The launch of an emergency humanitarian food reserve system that will be administered by the World Food Program to mitigate volatility and ensure rapid access to food for vulnerable populations is one of those solutions; the ministers also pledged to remove “food export restrictions or extraordinary taxes for food purchased for non-commercial humanitarian purposes,” and to support better regulation of agriculture futures and derivatives markets. Details of the latter task, though, will be left to the G20 finance ministers.
A big disappointment for observers of the process was the ministers’ position on biofuels: The group agreed to conduct further analysis on the industry’s impact on food prices despite the fact that an analysis commissioned by the group and completed by a coalition of 10 intergovernmental agencies linked increased biofuel production with volatility.

Also missing from the declaration, which pledges more resources to boost agricultural production and research, was mention of the need for the development of climate-smart agriculture.
“If you don’t put a climate-smart lens around it, you might simply suggest that we need more of what we do here: large-scale, energy-intensive, input-intensive agriculture,” Mr. Clark said. “I think it’s pretty clear we need to take a look at that.”

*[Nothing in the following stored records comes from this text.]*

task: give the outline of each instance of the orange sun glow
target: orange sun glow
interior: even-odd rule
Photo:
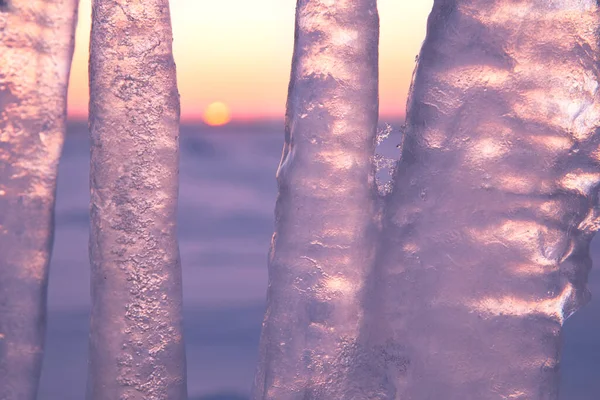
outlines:
[[[204,122],[210,126],[225,125],[229,121],[231,121],[231,114],[225,103],[216,101],[204,110]]]

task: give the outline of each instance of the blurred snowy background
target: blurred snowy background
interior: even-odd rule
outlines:
[[[392,122],[392,121],[383,121]],[[399,123],[393,124],[398,128]],[[394,153],[398,129],[383,144]],[[179,241],[190,400],[248,399],[267,285],[283,122],[181,129]],[[39,400],[84,398],[89,140],[71,123],[59,170],[46,358]],[[594,267],[600,242],[593,242]],[[600,271],[594,299],[565,326],[561,400],[598,400]],[[332,399],[333,400],[333,399]]]

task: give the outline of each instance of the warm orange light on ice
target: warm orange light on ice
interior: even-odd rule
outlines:
[[[216,101],[209,104],[204,110],[204,122],[211,126],[225,125],[231,121],[231,114],[229,108],[225,103]]]

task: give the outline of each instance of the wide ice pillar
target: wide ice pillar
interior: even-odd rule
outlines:
[[[0,399],[34,400],[77,0],[0,1]]]
[[[375,0],[299,0],[254,399],[352,398],[372,267]]]
[[[557,398],[597,229],[599,23],[592,0],[435,1],[377,264],[389,398]]]
[[[167,0],[94,0],[90,400],[187,399]]]

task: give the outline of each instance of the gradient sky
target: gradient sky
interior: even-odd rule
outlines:
[[[69,115],[86,118],[91,0],[81,0]],[[214,101],[235,119],[283,117],[295,0],[171,0],[173,52],[184,121]],[[415,56],[433,0],[379,0],[380,112],[404,114]]]

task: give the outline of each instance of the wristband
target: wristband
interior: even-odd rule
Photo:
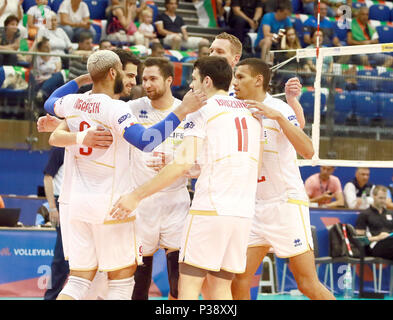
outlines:
[[[79,145],[83,144],[83,140],[85,140],[85,137],[87,135],[87,131],[88,130],[81,131],[76,134],[76,144],[79,144]]]
[[[49,212],[55,212],[55,211],[57,211],[57,208],[49,208],[48,211]]]

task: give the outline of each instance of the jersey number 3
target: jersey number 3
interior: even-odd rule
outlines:
[[[86,121],[82,121],[79,124],[79,131],[84,131],[85,129],[90,128],[90,124],[88,124]],[[92,148],[80,148],[79,153],[83,156],[88,156],[93,152]]]
[[[239,152],[248,152],[248,129],[246,118],[235,118],[237,130],[237,150]]]

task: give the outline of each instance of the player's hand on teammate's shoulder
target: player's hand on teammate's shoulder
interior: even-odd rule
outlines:
[[[93,83],[93,80],[91,80],[90,74],[88,73],[82,74],[81,76],[76,77],[74,80],[78,84],[79,88]]]
[[[302,84],[296,77],[290,78],[285,83],[285,95],[288,98],[296,98],[302,93]]]
[[[189,90],[183,97],[182,103],[177,107],[175,113],[183,119],[187,114],[202,108],[207,101],[207,96],[200,90]],[[178,114],[179,113],[179,114]],[[179,119],[180,119],[179,117]],[[182,120],[181,119],[181,120]]]
[[[244,100],[244,102],[247,104],[247,108],[253,115],[262,115],[272,120],[278,120],[281,116],[279,111],[268,107],[262,102],[255,100]]]
[[[103,127],[88,130],[83,145],[96,149],[108,149],[113,142],[112,133]]]
[[[39,117],[37,120],[37,130],[38,132],[53,132],[60,124],[61,120],[50,114],[46,116]]]

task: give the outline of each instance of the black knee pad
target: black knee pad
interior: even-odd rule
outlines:
[[[151,277],[153,271],[153,257],[143,257],[143,265],[138,266],[134,273],[134,291],[132,300],[148,300]]]
[[[166,255],[166,265],[168,269],[169,290],[173,298],[178,296],[179,282],[179,251],[169,252]]]

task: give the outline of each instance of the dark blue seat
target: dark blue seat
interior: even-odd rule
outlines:
[[[57,13],[62,2],[63,2],[63,0],[49,0],[48,6],[51,7],[52,11]]]
[[[373,4],[369,8],[369,18],[371,20],[389,21],[390,9],[383,4]]]
[[[304,36],[303,36],[303,22],[299,18],[290,17],[293,27],[296,30],[296,35],[300,40],[300,45],[304,48]]]
[[[380,116],[385,125],[393,126],[393,93],[378,92],[376,100]]]
[[[292,0],[292,12],[293,13],[302,13],[303,10],[303,1],[302,0]]]
[[[314,117],[314,103],[315,101],[315,92],[314,91],[306,91],[303,92],[300,96],[299,102],[301,103],[304,111],[304,116],[307,121],[313,121]],[[326,109],[326,95],[321,93],[321,116],[325,114]]]
[[[108,6],[108,0],[83,0],[90,11],[90,19],[105,19],[105,9]]]
[[[366,3],[364,2],[352,2],[352,8],[359,9],[361,7],[366,7]]]
[[[378,26],[377,28],[379,42],[390,43],[393,42],[393,28],[389,26]]]
[[[22,4],[23,12],[27,13],[30,7],[37,5],[35,0],[24,0]]]
[[[340,40],[341,44],[346,46],[347,45],[347,34],[348,34],[349,29],[340,28],[338,26],[338,21],[334,22],[333,25],[334,25],[334,31],[335,31],[338,39]],[[349,26],[350,26],[350,24],[349,24]]]
[[[355,114],[360,124],[369,125],[372,119],[380,116],[374,92],[352,91],[351,95]]]
[[[372,70],[359,70],[357,72],[358,76],[369,76],[377,77],[378,71],[376,69]],[[358,78],[358,90],[359,91],[377,91],[377,80]]]
[[[353,113],[351,92],[344,90],[342,93],[336,93],[334,96],[334,123],[345,124]]]
[[[380,77],[391,79],[391,81],[380,81],[379,91],[392,92],[393,91],[393,71],[386,71],[379,75]]]

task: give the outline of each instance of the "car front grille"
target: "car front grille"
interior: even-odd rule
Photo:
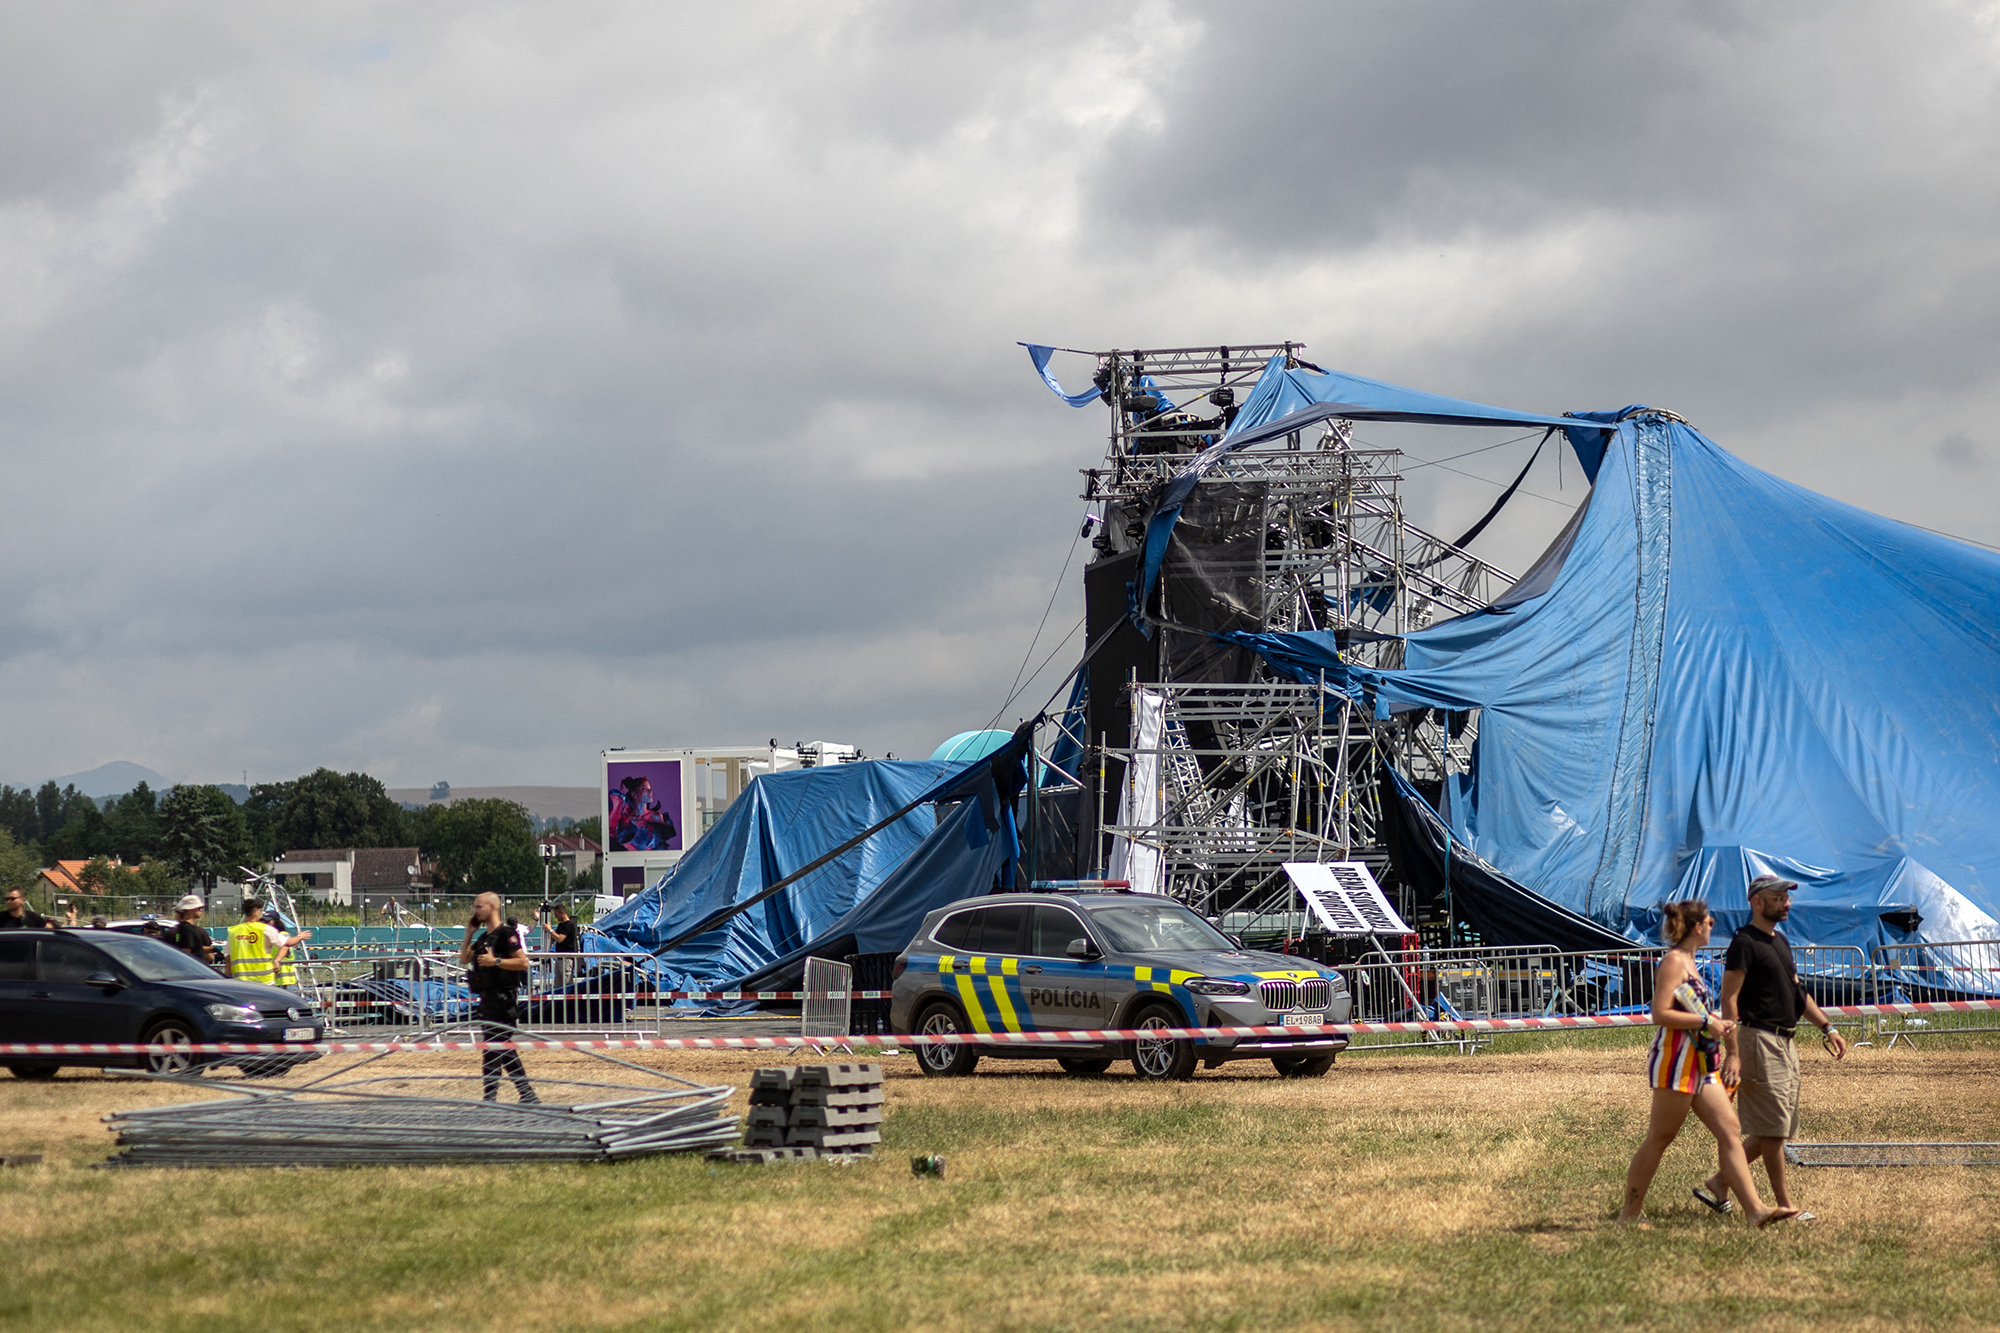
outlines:
[[[1266,981],[1257,987],[1258,998],[1273,1013],[1294,1009],[1324,1009],[1333,1001],[1333,986],[1323,977],[1311,981]]]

More worrisome to critics of the declaration is the absence of vital details on how private agri-food companies will be persuaded to submit to the agricultural information system.
“Those businesses depend on secrecy in order to do their business – their interest is … in a very different point from where the public interest lies,” said Sophia Murphy, a senior adviser to the global Institute for Agriculture and Trade policy and the United Nations. “They’re right to acknowledge how important the private sector is … we all agree more information would be better,” she said. “Just asking the public sector to tell us what they have is not going to cut it.”
International organizations, including Ms. Murphy’s, the Foodgrains bank and Oxfam, were hoping the ministers would advocate for the buildup of buffer stocks in vulnerable countries.
“If you have stocks, you manage volatility right away,” Ms. Murphy said. “You secure physical food against hunger.”

Ms. Murphy is concerned that underdeveloped countries will remain disconnected from international markets under the new plan. Risk management programs the ministers are advocating are designed to help smooth those countries’ entry into markets. But Ms. Murphy said she is skeptical of their value given the high cost of similar programs such as farm income supports to taxpayers in Canada and the United States.
“They cost a huge amount of public money,” she said. “How all of this is meant to work in countries that have no money and have 80 per cent of their country farming … I question how realistic this is,” she said.
Mark Fried, a policy expert with Oxfam Canada, said those types of small farmers Ms. Murphy refers to do not factor in the draft as equal participants in the global food system. That is despite the fact they feed one-third of the world’s people.
“There is nothing there to make [the action plan] accessible or useful to smallholders,” he said. “It’s a broad, global approach geared to large actors. It may or may not be the way forward for the people that are hungry today.”